Hey,
our database admin solved this problem by executing the following SQL query
in a 3 second sleep loop over multiple days:
DELETE FROM resource_params_cache
WHERE resource_params_cache.resource IN (SELECT resource_params_cache.resource
FROM resource_params_cache
WHERE NOT EXISTS (SELECT * FROM catalog_resources cr
WHERE cr.resource=resource_params_cache.resource)
LIMIT 2000)
RETURNING resource_params_cache;
After this clean up the table size shrinked by 93% and were returned to the
OS with VACUUM FULL
and the database GC did finish in 3 minutes:
2015-01-07 16:09:34,190 INFO [pool-3-thread-1] [cli.services] Starting
database garbage collection
2015-01-07 16:12:21,296 INFO [pool-3-thread-1] [cli.services] Finished
database garbage collection
On Friday, January 2, 2015 6:19:06 PM UTC+1, Andreas Paul wrote:
>
> Hi Wyatt,
>
> - Have you recently upgraded PuppetDB, or changed any other part of your
> Puppet/PuppetDB installation?
> No, we haven't changed our Puppet client/server or PuppetDB version
> recently.
>
> - Was PuppetDB running fine before this started occurring, or are you
> still getting it set up?
> PuppetDB is still running fine except when it tries to compact the
> database with the garbage collection. After the exception the queue gets
> emptied in a matter of seconds and the commands get processed as usual. We
> are running this setup for over a year now and it runs fine except this GC
> issue.
>
> - What version of PuppetDB are you running?
> 1.6.3
>
> - What version of Puppet are you running?
> 2.7.25
>
> - What version of Postgres are you running?
> PostgreSQL 9.2.9
>
> - Can you post the full stacktrace, perhaps in a gist?

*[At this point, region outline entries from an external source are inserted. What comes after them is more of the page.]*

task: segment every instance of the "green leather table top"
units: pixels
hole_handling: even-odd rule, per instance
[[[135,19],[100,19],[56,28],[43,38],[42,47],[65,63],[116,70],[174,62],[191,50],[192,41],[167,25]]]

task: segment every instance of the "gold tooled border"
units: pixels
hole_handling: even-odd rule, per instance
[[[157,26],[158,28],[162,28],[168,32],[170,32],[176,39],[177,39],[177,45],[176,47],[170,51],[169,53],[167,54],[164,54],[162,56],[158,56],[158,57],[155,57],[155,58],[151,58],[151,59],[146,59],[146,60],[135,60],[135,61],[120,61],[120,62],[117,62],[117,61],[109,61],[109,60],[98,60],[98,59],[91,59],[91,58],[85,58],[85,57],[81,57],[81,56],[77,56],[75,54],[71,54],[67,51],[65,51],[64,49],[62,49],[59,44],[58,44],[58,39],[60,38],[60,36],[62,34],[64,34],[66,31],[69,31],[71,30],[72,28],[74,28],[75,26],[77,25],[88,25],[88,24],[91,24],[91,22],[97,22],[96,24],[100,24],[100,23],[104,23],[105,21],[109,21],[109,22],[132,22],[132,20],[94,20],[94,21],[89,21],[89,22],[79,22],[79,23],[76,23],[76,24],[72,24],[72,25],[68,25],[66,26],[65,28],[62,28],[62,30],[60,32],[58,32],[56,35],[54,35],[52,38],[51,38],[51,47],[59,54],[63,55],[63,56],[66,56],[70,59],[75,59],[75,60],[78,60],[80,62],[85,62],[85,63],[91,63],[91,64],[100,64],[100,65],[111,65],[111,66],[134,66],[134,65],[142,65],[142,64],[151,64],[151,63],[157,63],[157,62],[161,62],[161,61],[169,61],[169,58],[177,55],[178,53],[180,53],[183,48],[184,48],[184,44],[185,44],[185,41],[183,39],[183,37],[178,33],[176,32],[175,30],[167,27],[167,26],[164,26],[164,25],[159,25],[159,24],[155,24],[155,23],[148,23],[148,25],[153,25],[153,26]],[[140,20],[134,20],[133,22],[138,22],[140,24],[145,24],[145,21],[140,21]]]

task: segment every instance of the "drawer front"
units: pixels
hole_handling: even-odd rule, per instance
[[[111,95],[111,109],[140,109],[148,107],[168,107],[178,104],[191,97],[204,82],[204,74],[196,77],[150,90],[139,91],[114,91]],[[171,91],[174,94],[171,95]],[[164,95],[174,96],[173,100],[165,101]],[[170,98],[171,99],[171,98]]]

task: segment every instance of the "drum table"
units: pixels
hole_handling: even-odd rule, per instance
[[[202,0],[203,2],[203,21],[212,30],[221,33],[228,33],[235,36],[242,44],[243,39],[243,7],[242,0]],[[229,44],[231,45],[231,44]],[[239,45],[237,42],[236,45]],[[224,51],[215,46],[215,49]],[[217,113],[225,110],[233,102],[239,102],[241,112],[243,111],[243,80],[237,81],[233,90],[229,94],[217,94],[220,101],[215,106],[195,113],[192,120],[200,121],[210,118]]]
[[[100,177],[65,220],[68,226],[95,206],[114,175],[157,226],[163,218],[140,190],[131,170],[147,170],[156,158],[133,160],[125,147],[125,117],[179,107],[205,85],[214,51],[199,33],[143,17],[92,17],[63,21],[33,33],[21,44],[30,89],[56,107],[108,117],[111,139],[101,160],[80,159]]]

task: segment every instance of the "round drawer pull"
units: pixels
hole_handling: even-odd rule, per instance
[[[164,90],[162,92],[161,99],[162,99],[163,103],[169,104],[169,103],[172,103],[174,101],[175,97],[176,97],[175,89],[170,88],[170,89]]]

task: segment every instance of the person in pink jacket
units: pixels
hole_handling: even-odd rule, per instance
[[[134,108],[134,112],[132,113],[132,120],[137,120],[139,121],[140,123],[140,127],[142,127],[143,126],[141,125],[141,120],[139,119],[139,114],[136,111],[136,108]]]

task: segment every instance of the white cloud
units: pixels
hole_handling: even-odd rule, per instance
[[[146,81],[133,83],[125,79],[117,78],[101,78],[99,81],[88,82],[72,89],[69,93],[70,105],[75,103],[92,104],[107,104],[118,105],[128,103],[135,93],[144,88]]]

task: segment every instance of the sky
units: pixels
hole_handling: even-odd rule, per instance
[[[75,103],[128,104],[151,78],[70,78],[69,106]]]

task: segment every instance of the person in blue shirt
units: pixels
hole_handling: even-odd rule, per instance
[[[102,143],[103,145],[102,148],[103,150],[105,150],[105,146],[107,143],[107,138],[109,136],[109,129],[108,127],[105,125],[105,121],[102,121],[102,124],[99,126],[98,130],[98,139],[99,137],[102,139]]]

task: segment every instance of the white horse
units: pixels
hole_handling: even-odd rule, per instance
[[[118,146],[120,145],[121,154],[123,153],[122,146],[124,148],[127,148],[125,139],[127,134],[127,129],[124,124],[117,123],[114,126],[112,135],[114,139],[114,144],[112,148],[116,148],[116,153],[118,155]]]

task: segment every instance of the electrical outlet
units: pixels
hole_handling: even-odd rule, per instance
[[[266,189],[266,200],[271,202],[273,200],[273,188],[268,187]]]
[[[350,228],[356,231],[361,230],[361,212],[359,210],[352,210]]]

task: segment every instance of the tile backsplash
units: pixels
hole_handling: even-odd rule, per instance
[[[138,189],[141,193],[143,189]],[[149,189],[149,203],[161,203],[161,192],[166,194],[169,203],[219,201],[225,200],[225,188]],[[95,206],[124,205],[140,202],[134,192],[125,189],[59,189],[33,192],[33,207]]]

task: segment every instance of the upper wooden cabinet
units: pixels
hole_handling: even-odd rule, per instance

> https://gist.github.com/xorpaul/ba0573fe2245abd407f9
>
> - What is the operating system running PuppetDB?
> Debian Wheezy
>
> - When the new commands are failing, they should be showing up in
> /var/lib/puppetdb/mq/discarded. If so, can you find one of the failed
> commands submitted after this error and gist that as well?
> We have some failing commands, but I don't think these correlate with this
> GC problem, but I can send you one command to your email address as these
> could contain some sensitive information that I don't want to post to
> github. I'm xorpaul on freenode and #puppet just send me a message.
>
>
>
> Our DB admin thinks that the SELECT query over this large table is too
> much for the application, but we don't know why it aborts the GC sometimes
> after 5 minutes and sometimes only after hours of trying.
> He also saw that PuppetDB tries to start a new transaction within an
> transaction without first closing the previous one, but this could be
> coincidental to our problem.
>
> Thanks!
>
> On Friday, January 2, 2015 5:32:36 PM UTC+1, Wyatt Alt wrote:
>>
>> Hey Andreas,
>>
>> Can you give some more information about how this cropped up?
>>
>> - Have you recently upgraded PuppetDB, or changed any other part of your
>> Puppet/PuppetDB installation?
>> - Was PuppetDB running fine before this started occurring, or are you
>> still getting it set up?
>> - What version of PuppetDB are you running?
>> - What version of Puppet are you running?
>> - What version of Postgres are you running?
>> - Can you post the full stacktrace, perhaps in a gist?
>> - What is the operating system running PuppetDB?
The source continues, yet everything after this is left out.